2. Paper. For Shannelle Armstrong-Fowler, owner of Haute & Co. in Chicago, there’s something comforting about using paper in this age of going paperLESS.
    “I still like paper because you can’t rely on technology all the time,” she says. “It’s a level of comfort I can reach and touch.”
    At the end of every receipt is her store policies, disclaimers, etc., and the bride signs it.
        “So if a bride wanted to contest anything, we could pdf this form and show she’s signed it,” she says.

3. Brand ambassadors. At 27, Kinzey Whitty may be a Millennial and ready to embrace technology, but she doesn’t do everything the new way.
    “We don’t spend any money to advertise on social media,” she says, “and instead we have brand reps.”
    How it works is girls who want to buy prom dresses at Fiancée 2 Prom in Bismark, N.D., can do shout-outs on social media for the store, and receive $5 off their dress – up to $50 – for every post they upload.
    Only certain customers are selected for this – typically girls who interviewed for a job with Fiancée but for one reason or another didn’t get the position.
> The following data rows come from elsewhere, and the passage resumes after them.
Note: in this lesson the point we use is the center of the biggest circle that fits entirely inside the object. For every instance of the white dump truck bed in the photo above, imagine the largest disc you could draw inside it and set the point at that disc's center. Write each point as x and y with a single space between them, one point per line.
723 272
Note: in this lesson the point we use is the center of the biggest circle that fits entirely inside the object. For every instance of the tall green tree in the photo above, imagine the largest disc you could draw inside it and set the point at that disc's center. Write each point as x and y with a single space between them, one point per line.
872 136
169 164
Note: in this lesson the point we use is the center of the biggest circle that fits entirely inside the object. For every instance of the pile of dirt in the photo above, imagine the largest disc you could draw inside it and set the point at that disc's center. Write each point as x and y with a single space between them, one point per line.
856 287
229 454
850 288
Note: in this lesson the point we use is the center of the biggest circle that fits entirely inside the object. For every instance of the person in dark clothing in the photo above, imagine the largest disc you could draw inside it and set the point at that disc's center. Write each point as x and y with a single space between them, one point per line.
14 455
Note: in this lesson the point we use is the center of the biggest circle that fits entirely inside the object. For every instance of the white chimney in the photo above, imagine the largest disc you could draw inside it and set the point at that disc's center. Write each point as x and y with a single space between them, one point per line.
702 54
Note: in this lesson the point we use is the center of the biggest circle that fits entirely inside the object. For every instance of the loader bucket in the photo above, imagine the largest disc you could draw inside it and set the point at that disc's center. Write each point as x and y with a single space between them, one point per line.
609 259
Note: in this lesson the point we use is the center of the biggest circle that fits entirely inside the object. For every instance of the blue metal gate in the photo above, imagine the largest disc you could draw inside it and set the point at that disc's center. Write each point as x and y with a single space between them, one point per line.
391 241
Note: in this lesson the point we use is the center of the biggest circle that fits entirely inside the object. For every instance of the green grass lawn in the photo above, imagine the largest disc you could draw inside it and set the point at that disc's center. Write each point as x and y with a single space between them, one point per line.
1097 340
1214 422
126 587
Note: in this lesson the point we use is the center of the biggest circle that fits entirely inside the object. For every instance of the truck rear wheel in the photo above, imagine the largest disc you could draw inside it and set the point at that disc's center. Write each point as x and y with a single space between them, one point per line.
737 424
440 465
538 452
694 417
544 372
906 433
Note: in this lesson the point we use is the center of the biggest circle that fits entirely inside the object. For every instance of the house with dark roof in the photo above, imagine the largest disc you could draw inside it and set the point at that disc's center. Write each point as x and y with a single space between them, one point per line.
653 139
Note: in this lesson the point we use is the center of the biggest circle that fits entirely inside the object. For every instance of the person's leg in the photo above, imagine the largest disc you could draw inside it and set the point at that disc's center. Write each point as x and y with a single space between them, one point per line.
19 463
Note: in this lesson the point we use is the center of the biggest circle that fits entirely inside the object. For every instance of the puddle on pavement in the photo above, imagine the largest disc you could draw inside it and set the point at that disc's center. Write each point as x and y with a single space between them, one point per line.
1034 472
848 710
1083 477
4. Meet-and-greet. Every two to three months Will Sanders, co-owner and operations manager of Wedding Belles Bridal Salon in Stevensville, Mich., will attend a big event put on by a wedding coordinator.
    Rather than try to connect with out-of-town brides through social media, he says being there with other bridal vendors allows him to connect with potential customers directly and more personally than he could via technology.
    “I wear a tuxedo for the event and have a girl wearing a special occasion dress,” Sanders says. “We’ll bring our laptop and tablet to show brides our merchandise online and through old-fashioned handouts.”

5. Handwritten thank yous. The employees of K&B Bridals in Bel Air, Md., send more than 300 handwritten cards to brides every year to say thank you for their business.
    “Each of my girls tries to send the card within the month of the purchase to say they look forward to seeing the bride again when the dress comes in,” says owner Bridget Nussie Moore. “This gives us a personal touch.”